DevOps paradigm is all the rage these days. And I think it is a necessity rather than just a hype. Speed and Scale are two primary factors demanding a paradigm shift such as DevOps. Speed refers to the rate at which software can be delivered to address production customer needs. Whether it is a new product, new feature, or simply bug fix roll out, if you are slow then sooner or later you will lose business. Speed and agility is a necessity in the mobile-cloud era where pace of change has been tremendously accelerated. Scale refers to the need to address drastic demand jump experienced by current applications. The current mobile-cloud apps, for eg, need 24x7 global availability, can be accessed by exponentially more mobile devices and are also heavily used by machine-machines interactions.

So we need to move fast and scale while maintaining acceptable levels of quality, security, compliance... i.e "necessary controls". And you are looking at something like "DevOps" paradigm to address the above demands. But question is how would you measure whether DevOps or any other effort is helping or hurting you? To answer this question I have created a simple model to plot efforts of speed vs quality/control elements (see chart below). I am calling these "Snake-lines of Software Production (TM)"

So what is Snake-lines of Software Production? In the chart below, Y-axis defines your daily rate of software change as experienced by your production customers. This can be measured by "number of code-changes that are being rolled out daily and being adopted/experience by customers". So if you made 1000 changes in your software in a day but only 10% customers experienced it, then your daily rate of change is in "100s".
On the X-axis, I define the production incidences. Following same logic as above if there were 100 outages in 500days, impacting 1000 customers then  100/500 * 1000 = 200 incidences per day.
You don't need to be dogmatic about these numbers. Your engineering can give you the Y-axis and your Global Support can give you the X numbers.

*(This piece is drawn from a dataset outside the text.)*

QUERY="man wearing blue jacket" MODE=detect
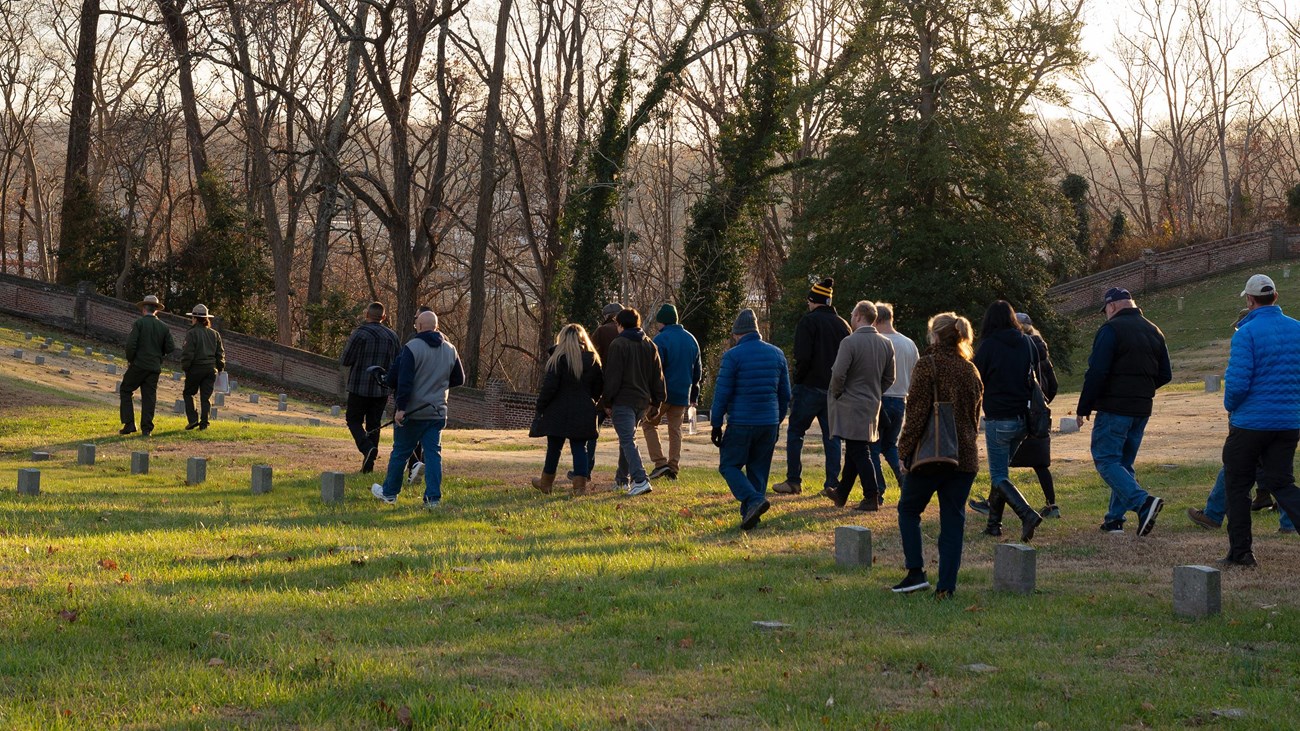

In this chart, a Snake-line is a plot of your software "condition" over a period of time. For eg: in the Red Snake-line, below, the software started at the bottom right corner, with low daily incidences and low rate of change. As the adoption picked up and as the rate of change increased, you see the red line drifting towards "worsening quality" and at the same time slowing the "ability to release the changes". I call this a "Negative Snake-line"
In contrast the Green Snake-line, shows that software has maintained pretty fast pace in terms of rolling out changes. But at the same time has also maintained quality and control of the incidence rates. This is a positive Snake-line.




Over period of time you want your software efforts to evolve and establish a "positive" Snake-line. I believe this is a simple quantifiable approach to define whether your DevOps, or micro-services re-architecture or public cloud adoption ... etc is steering your software production in a positive direction.